The skirts. One gal, to the right, seems to have a pleated skirt. I can see the folds and the pressed pleats fairly well. How deep are the pleats? I can tell based on the pressed edges they are not very deep at all.  . . Almost shallow. How many pleats are there? I have no idea.  The other gal, on the left, I cannot tell much about her skirt. There does appear to be some sort of seam or may be a pleat edge but I cannot tell for certain.  As for the length. . .Because they are not standing we cannot know for certain how long these skirts are but if I had to guess about knee length or past. That was the 40s standard. Like the blouses mentioned above, finding a skirt that would be appropriate to wear for an event should not be too difficult. Like the blouses, a period skirt is not hard to make, patterns are abundant, and if buying one . . they are plentiful. Some tips for a period skirt - past the knee in length (no further than mid calf), choose a plain solid color (easy to wear with other things) in a light weight wool or even a good cotton. Why wool? The lion's share of original skirts I have come across have been a wool or a fabric very similar to it. Wool also has a very attractive drape as well which looks really good on the human figure. 
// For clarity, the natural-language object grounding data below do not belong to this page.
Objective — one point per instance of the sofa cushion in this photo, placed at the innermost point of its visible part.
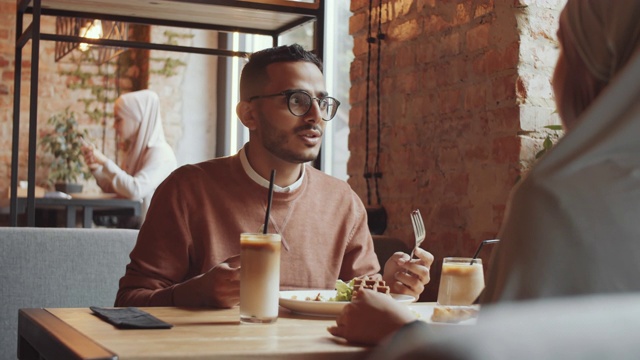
(56, 267)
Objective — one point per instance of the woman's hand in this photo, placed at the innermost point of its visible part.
(92, 156)
(408, 276)
(370, 317)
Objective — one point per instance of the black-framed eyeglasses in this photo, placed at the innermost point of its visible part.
(299, 103)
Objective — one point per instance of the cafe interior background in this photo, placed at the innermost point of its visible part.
(459, 99)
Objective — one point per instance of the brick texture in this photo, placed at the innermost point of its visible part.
(451, 118)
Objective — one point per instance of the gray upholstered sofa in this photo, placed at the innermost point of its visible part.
(52, 267)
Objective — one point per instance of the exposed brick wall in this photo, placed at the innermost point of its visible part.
(463, 84)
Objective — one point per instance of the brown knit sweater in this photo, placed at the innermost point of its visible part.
(197, 215)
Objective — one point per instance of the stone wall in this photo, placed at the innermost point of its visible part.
(464, 92)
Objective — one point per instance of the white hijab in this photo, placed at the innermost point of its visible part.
(573, 224)
(143, 107)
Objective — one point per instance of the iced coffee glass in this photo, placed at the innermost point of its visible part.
(259, 277)
(461, 282)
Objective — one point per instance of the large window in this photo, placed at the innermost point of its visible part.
(338, 55)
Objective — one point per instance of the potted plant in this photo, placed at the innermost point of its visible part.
(64, 143)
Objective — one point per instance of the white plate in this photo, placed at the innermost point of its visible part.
(295, 301)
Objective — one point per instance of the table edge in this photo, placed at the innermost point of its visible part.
(42, 332)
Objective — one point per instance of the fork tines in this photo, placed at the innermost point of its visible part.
(418, 229)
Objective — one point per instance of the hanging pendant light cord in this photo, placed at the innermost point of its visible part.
(372, 40)
(376, 170)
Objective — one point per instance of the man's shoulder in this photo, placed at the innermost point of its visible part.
(322, 179)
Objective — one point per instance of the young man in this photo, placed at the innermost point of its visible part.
(187, 252)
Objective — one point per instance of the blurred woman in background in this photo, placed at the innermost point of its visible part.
(146, 157)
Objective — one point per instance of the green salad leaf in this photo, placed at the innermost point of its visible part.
(343, 290)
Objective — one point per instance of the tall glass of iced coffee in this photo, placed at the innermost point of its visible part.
(461, 281)
(259, 277)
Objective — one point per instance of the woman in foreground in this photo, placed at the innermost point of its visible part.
(572, 224)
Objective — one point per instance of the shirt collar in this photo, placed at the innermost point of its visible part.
(264, 182)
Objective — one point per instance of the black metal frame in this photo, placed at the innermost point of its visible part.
(33, 33)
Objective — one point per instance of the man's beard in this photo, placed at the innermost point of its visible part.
(275, 141)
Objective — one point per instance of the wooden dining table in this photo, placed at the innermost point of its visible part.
(75, 333)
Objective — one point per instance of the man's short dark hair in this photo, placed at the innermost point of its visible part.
(254, 74)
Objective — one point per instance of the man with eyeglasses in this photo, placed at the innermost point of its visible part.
(187, 253)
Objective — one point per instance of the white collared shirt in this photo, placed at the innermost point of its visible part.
(264, 182)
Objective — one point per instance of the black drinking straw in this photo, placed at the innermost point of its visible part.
(266, 217)
(480, 248)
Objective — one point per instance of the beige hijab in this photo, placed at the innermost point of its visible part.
(605, 33)
(573, 224)
(143, 107)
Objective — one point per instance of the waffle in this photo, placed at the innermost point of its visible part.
(375, 285)
(453, 314)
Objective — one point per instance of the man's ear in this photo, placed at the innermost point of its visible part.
(243, 110)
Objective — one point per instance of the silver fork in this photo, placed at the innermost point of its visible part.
(418, 229)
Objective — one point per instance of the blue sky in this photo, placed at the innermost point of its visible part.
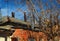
(8, 6)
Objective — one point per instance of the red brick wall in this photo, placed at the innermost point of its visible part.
(25, 34)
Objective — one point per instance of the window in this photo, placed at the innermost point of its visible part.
(31, 39)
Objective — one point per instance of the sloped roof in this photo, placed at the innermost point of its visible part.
(5, 19)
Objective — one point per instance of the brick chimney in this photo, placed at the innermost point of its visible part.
(13, 14)
(25, 19)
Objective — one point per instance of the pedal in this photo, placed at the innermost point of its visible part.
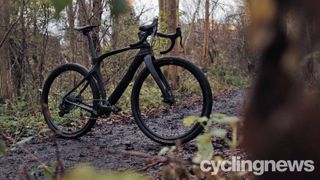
(115, 109)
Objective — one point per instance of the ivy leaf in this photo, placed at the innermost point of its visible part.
(25, 140)
(205, 148)
(163, 151)
(226, 120)
(220, 133)
(187, 122)
(218, 116)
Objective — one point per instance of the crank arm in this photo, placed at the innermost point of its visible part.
(84, 107)
(164, 90)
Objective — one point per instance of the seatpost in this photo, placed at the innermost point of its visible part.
(92, 47)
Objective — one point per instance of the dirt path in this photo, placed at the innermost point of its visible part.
(94, 148)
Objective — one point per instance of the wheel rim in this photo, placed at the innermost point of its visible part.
(62, 116)
(189, 101)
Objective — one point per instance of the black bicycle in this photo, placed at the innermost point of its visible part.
(73, 97)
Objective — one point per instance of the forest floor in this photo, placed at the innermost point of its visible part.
(103, 147)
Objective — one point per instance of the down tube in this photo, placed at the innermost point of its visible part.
(124, 83)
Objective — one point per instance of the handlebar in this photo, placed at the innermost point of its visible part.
(151, 29)
(172, 38)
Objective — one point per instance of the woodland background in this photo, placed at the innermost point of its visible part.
(35, 40)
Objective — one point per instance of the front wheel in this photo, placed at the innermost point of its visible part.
(162, 121)
(63, 112)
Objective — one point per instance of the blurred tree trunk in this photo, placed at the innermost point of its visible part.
(71, 33)
(96, 20)
(5, 74)
(83, 19)
(186, 44)
(168, 10)
(206, 23)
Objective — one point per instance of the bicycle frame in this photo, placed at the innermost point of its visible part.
(144, 55)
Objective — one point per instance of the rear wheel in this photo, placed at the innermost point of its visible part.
(61, 111)
(163, 122)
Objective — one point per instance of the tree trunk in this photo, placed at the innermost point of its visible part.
(205, 53)
(96, 20)
(172, 8)
(5, 70)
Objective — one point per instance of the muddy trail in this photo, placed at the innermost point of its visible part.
(102, 147)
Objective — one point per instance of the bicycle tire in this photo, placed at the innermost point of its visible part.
(205, 89)
(46, 109)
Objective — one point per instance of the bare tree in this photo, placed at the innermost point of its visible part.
(5, 74)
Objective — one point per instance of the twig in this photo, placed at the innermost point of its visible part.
(34, 157)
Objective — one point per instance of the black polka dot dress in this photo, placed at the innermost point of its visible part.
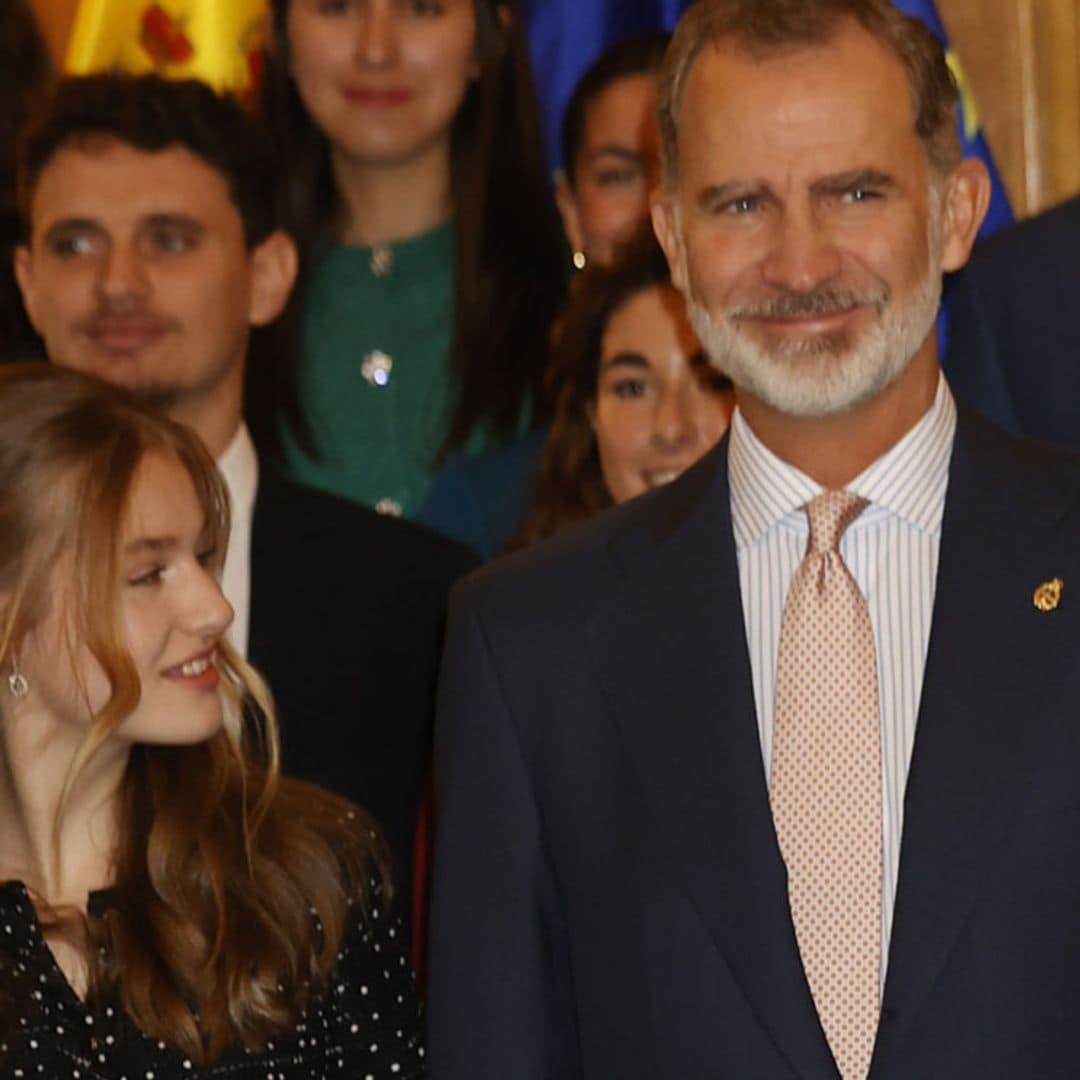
(365, 1026)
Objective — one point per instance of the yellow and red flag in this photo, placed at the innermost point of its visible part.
(218, 41)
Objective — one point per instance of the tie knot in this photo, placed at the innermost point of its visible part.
(829, 514)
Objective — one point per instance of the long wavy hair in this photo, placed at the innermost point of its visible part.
(569, 486)
(232, 886)
(511, 261)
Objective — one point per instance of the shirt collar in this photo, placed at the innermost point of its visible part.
(908, 480)
(239, 467)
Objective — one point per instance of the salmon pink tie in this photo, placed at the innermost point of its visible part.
(826, 785)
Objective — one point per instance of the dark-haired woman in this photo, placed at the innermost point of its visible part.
(611, 149)
(170, 906)
(637, 400)
(433, 261)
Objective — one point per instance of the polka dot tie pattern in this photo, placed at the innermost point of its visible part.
(826, 784)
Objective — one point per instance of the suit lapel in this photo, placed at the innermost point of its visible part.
(998, 542)
(690, 726)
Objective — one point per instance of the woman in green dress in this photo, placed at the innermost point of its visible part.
(433, 258)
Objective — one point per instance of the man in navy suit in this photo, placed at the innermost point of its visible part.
(151, 251)
(610, 896)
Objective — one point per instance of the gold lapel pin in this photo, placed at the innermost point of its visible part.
(1049, 594)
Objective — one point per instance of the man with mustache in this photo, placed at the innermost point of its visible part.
(151, 251)
(775, 772)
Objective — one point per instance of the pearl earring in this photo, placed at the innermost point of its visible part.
(16, 680)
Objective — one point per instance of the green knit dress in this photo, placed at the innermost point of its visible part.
(375, 378)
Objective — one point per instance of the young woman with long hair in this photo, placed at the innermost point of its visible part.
(433, 265)
(170, 905)
(637, 401)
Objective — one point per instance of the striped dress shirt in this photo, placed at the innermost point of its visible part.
(891, 550)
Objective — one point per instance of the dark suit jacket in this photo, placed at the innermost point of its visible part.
(609, 898)
(1014, 327)
(347, 619)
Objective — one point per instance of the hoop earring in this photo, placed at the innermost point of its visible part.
(16, 680)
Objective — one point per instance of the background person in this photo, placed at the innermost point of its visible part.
(151, 250)
(609, 143)
(171, 904)
(610, 149)
(433, 267)
(637, 401)
(1014, 340)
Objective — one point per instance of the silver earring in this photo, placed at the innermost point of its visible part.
(16, 680)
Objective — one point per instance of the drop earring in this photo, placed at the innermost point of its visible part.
(16, 680)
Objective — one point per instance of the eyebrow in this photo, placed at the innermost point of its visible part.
(836, 184)
(151, 220)
(70, 225)
(624, 360)
(151, 544)
(175, 220)
(611, 150)
(853, 178)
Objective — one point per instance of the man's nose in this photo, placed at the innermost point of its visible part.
(122, 275)
(802, 253)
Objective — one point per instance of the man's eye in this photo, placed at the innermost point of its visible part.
(629, 389)
(72, 245)
(744, 204)
(172, 241)
(617, 177)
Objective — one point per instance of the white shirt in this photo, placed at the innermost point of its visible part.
(891, 550)
(240, 470)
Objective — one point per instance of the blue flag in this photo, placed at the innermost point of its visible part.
(971, 134)
(566, 36)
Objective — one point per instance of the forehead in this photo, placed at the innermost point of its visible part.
(163, 501)
(656, 313)
(845, 104)
(622, 112)
(115, 185)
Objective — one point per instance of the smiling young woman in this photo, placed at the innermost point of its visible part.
(637, 401)
(172, 905)
(432, 261)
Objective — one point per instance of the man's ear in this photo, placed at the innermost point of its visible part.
(274, 264)
(23, 264)
(665, 225)
(966, 197)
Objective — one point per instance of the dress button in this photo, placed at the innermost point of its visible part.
(376, 367)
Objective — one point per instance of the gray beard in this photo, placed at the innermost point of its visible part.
(827, 374)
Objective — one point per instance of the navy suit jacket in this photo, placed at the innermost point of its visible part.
(609, 898)
(1014, 327)
(347, 616)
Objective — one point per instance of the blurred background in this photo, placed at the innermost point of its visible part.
(1021, 59)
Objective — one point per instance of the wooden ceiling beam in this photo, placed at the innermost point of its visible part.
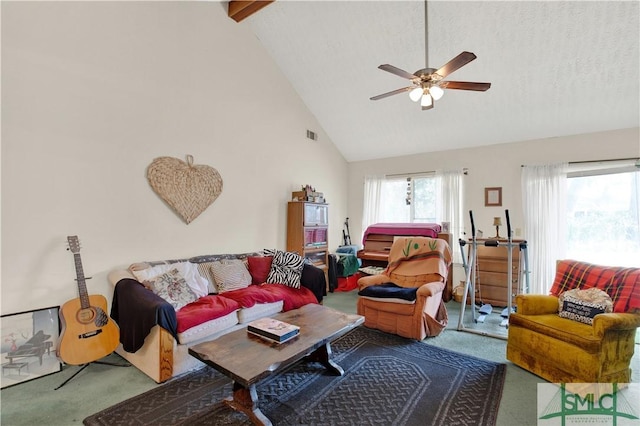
(239, 10)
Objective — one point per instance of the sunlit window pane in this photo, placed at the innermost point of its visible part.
(421, 206)
(603, 219)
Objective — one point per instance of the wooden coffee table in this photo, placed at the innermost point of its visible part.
(247, 359)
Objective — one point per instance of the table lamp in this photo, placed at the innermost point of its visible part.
(497, 222)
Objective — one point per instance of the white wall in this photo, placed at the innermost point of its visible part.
(493, 166)
(92, 92)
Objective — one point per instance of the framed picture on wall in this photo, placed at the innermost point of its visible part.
(493, 197)
(28, 345)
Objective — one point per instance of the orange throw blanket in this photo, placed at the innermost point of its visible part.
(412, 256)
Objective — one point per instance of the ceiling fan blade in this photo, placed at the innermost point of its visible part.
(397, 71)
(456, 63)
(465, 85)
(395, 92)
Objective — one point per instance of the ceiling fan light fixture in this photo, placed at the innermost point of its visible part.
(416, 94)
(427, 100)
(436, 92)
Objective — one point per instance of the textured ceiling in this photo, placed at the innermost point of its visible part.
(557, 68)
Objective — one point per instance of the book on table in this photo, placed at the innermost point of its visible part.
(273, 329)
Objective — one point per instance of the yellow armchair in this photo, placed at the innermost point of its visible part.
(562, 350)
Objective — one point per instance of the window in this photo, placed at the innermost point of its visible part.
(408, 199)
(603, 217)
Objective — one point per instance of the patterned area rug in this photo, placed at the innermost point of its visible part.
(388, 380)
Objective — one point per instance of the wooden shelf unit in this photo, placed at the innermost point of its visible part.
(308, 231)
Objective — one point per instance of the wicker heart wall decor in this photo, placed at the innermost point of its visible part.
(187, 188)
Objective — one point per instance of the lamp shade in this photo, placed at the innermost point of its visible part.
(426, 100)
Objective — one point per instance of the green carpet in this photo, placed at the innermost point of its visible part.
(388, 380)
Hair. Let's talk hair dos shall we? I going to start with the girl on the left because we have a fabulous view of her hair from the back and the side. I  can see that the hair on her front looks like it was swept and pinned into a pomp which was secured at the sides by combs (maybe barrettes). The back of the hair has this amazing texture to it and I am guessing that may be her natural hair texture or else it was crimped.  To get it for yourself synthetically  I am thinking you will need a lot of product and some very good tools. If this is not her natural hair, she may have used a crimping tool which was used in the previous decades to get desired waves and bumps. You can still find period crimping tools here and there or else use the more modern equivalents. 

For the girl on the right, her hair is much more simple. Her hair looks like it has larger curls or waves. Is side parted, secured at the sides and then left down. Much easier to execute.  That hair could be her natural hair or it could be curled. If you do no have naturally curly hair and want to pull of this look then you will need to find a way to curl your hair.